Bibliographic Collection: 
CARTA-Inspired Publication
Publication Type: Journal Article
Authors: Maricic, T; Günther, V; Georgiev, O; Gehre, S; Curlin, M; Schreiweis, C; Naumann, R; Burbano, HA; Meyer, M; Lalueza-Fox, C; de la Rasilla, M; Rosas, A; Gajovic, S; Kelso, J; Enard, W; Schaffner, W; Pääbo, S
Year of Publication: 2013
Journal: Mol Biol Evol
Volume: 30
Number: 4
Pagination: 844-52
Date Published: Apr
Publication Language: eng
ISBN Number: 0737-4038
Accession Number: 23197593

The FOXP2 gene is required for normal development of speech and language.

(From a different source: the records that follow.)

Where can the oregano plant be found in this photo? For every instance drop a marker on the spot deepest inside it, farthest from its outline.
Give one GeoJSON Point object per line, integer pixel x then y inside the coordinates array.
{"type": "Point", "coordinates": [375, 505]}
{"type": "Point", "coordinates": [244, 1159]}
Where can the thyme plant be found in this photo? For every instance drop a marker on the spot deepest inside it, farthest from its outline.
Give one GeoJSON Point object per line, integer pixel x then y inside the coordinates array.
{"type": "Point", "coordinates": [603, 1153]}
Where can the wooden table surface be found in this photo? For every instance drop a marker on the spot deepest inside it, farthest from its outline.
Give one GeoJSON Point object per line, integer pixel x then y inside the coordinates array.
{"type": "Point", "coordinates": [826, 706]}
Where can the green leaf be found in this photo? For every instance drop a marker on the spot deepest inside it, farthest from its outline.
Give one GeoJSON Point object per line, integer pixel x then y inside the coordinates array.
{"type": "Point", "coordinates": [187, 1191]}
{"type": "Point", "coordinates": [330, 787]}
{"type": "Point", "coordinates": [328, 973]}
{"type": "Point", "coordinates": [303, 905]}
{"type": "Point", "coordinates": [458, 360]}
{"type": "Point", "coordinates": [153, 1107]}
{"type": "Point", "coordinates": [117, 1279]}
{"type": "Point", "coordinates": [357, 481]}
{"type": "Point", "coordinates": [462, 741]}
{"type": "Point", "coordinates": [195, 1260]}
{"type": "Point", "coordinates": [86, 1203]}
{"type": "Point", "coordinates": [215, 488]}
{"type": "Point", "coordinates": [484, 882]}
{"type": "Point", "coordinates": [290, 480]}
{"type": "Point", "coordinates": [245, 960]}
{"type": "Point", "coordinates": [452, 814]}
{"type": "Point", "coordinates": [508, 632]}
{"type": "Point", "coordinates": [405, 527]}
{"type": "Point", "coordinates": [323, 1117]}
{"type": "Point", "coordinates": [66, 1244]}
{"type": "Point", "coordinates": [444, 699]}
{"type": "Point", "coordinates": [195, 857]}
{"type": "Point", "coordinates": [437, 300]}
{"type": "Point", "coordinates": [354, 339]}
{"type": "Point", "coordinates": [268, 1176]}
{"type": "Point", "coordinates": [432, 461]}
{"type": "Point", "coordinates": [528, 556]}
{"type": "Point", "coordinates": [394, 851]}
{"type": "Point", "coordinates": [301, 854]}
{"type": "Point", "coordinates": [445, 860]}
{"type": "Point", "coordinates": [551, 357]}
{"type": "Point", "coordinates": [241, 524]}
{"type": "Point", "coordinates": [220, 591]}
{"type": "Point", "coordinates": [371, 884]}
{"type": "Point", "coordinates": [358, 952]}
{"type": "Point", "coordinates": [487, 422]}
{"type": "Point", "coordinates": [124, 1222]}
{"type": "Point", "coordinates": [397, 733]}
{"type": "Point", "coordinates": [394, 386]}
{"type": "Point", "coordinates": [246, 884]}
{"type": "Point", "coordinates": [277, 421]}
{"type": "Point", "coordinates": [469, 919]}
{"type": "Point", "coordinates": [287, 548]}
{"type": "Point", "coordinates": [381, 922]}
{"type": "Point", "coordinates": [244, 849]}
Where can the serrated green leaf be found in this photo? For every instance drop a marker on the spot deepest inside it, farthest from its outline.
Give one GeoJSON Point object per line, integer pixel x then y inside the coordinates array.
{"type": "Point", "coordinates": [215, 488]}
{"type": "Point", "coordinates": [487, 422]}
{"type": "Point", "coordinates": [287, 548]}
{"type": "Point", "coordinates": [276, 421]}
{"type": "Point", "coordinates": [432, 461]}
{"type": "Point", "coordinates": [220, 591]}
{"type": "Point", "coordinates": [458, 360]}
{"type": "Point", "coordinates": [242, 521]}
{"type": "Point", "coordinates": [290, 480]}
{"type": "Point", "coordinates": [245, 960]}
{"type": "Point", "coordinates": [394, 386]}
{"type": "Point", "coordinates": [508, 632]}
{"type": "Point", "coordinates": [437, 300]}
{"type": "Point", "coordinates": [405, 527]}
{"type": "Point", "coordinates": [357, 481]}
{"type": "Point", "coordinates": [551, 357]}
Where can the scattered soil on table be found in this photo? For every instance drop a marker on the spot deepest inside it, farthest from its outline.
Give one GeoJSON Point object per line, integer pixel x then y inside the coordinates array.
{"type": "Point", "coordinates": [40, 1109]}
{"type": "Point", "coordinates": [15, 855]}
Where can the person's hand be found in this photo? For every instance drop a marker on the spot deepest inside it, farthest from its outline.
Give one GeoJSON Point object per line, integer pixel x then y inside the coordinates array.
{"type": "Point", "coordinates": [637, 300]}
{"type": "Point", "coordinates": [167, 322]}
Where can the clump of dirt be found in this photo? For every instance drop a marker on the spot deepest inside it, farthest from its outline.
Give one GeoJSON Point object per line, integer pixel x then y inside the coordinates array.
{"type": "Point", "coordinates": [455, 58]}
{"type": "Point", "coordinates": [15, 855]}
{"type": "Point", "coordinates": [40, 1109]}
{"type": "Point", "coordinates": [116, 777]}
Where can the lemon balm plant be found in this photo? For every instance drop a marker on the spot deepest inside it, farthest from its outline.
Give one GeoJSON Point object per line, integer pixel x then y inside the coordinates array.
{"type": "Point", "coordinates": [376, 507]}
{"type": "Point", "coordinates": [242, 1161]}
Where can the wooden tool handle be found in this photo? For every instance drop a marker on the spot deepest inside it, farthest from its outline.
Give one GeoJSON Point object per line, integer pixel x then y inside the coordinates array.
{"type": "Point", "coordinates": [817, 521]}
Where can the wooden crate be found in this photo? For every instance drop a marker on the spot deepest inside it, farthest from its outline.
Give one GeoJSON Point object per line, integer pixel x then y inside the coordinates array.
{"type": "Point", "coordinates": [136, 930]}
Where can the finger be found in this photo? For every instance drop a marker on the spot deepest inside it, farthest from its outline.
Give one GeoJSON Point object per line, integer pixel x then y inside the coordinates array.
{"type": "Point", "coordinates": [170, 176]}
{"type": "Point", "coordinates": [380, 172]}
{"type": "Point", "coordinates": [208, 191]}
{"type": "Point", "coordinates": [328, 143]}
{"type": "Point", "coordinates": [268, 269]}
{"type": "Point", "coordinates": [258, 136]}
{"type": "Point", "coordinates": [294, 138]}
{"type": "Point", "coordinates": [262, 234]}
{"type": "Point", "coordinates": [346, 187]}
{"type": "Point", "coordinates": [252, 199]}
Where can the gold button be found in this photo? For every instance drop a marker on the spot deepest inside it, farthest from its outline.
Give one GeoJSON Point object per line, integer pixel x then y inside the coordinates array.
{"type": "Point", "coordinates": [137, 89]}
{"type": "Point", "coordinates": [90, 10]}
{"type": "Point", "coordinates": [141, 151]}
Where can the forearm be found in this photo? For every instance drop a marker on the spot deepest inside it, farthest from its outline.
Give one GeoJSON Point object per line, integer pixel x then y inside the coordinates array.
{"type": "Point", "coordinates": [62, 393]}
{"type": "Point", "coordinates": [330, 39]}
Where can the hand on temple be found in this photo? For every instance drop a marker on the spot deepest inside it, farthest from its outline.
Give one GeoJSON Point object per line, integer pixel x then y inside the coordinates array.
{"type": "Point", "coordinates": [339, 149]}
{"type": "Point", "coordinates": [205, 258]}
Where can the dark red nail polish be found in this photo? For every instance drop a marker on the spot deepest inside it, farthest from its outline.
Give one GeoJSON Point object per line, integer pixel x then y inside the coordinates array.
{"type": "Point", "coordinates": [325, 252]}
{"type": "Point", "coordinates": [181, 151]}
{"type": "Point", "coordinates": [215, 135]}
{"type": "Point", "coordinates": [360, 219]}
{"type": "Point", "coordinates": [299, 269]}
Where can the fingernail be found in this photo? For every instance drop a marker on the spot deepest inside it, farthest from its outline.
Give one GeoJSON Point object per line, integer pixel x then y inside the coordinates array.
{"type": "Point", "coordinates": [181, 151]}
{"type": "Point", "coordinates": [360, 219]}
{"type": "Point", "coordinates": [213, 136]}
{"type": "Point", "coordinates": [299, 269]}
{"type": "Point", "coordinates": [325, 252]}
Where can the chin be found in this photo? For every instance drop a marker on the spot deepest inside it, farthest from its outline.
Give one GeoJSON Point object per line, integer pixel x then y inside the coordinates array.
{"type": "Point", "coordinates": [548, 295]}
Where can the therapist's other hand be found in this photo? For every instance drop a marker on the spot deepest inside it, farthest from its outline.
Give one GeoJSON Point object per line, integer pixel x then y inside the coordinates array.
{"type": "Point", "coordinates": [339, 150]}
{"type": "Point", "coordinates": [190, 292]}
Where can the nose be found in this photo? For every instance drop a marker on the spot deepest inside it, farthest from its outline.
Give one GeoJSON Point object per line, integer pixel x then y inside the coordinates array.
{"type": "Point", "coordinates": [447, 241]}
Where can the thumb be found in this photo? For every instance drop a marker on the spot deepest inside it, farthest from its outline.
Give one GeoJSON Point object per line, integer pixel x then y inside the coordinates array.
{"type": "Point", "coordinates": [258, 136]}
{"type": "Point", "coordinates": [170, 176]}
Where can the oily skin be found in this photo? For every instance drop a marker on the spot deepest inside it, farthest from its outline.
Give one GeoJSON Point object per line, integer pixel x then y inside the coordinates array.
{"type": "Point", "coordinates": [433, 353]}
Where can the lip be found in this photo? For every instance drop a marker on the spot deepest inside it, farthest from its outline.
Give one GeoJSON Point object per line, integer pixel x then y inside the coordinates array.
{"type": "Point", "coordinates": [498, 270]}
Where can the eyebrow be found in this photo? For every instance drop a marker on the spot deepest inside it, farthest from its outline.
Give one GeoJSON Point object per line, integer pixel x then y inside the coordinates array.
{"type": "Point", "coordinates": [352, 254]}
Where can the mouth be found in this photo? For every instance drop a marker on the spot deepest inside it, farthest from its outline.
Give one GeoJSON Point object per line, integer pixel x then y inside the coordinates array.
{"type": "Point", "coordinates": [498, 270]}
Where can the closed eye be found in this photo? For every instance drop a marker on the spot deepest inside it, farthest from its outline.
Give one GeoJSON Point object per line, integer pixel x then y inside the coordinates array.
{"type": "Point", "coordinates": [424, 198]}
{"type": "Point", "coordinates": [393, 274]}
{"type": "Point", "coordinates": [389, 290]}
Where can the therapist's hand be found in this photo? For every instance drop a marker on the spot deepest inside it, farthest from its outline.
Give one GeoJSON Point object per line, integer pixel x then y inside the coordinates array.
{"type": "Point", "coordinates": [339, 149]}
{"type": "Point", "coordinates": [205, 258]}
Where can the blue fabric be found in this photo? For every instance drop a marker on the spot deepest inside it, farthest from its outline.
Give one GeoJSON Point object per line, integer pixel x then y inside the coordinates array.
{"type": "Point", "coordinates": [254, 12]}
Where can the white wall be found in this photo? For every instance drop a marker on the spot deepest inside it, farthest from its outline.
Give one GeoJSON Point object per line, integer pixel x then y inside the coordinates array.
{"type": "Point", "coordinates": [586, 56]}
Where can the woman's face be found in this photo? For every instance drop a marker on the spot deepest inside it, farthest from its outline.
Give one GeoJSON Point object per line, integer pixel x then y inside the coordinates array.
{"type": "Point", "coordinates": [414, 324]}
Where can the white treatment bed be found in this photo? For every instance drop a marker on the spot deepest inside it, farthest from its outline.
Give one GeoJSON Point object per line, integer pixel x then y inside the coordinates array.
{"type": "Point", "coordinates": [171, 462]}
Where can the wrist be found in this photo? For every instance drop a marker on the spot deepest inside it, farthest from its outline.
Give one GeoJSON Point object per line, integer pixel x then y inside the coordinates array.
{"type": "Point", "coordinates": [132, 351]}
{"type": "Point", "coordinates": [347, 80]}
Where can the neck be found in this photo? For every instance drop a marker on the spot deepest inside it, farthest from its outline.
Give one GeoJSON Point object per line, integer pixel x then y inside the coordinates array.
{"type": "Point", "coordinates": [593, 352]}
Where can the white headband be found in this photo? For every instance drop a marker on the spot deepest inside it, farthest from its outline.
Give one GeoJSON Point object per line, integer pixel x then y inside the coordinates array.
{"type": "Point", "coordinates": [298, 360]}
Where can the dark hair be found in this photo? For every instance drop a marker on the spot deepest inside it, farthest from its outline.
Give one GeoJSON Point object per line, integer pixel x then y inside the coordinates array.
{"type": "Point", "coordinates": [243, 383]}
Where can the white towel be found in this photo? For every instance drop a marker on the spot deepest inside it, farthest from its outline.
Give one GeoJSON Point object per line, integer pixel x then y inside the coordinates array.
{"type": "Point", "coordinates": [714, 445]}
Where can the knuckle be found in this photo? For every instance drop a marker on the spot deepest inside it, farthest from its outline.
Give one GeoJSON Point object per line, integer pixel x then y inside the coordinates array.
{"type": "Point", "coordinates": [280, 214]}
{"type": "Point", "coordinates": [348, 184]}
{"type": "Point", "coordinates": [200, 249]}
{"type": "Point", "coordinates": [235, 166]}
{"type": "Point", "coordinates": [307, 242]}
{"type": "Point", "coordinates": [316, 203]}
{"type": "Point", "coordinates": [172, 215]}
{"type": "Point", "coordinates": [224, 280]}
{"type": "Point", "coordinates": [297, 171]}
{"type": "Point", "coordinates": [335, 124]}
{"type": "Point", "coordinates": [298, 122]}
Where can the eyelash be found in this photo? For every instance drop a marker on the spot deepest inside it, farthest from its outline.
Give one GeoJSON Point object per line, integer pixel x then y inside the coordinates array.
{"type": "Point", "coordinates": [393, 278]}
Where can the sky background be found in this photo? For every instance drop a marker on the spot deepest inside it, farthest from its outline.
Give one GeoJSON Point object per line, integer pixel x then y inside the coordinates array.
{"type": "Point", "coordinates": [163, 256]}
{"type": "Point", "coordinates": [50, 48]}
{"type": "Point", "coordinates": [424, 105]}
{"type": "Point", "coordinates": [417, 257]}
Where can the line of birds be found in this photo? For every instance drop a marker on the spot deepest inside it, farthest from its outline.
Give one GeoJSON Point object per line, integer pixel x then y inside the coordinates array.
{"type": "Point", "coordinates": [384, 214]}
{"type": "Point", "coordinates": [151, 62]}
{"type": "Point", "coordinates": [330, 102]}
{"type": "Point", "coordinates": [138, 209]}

By isolating and sequencing FOXP2 genomic DNA fragments from a 49,000-year-old Iberian Neandertal and 50 present-day humans, we have identified substitutions in the gene shared by all or nearly all present-day humans but absent or polymorphic in Neandertals. One such substitution is localized in intron 8 and affects a binding site for the transcription factor POU3F2, which is highly conserved among vertebrates. We find that the derived allele of this site is less efficient than the ancestral allele in activating transcription from a reporter construct. The derived allele also binds less POU3F2 dimers than POU3F2 monomers compared with the ancestral allele. Because the substitution in the POU3F2 binding site is likely to alter the regulation of FOXP2 expression, and because it is localized in a region of the gene associated with a previously described signal of positive selection, it is a plausible candidate for having caused a recent selective sweep in the FOXP2 gene.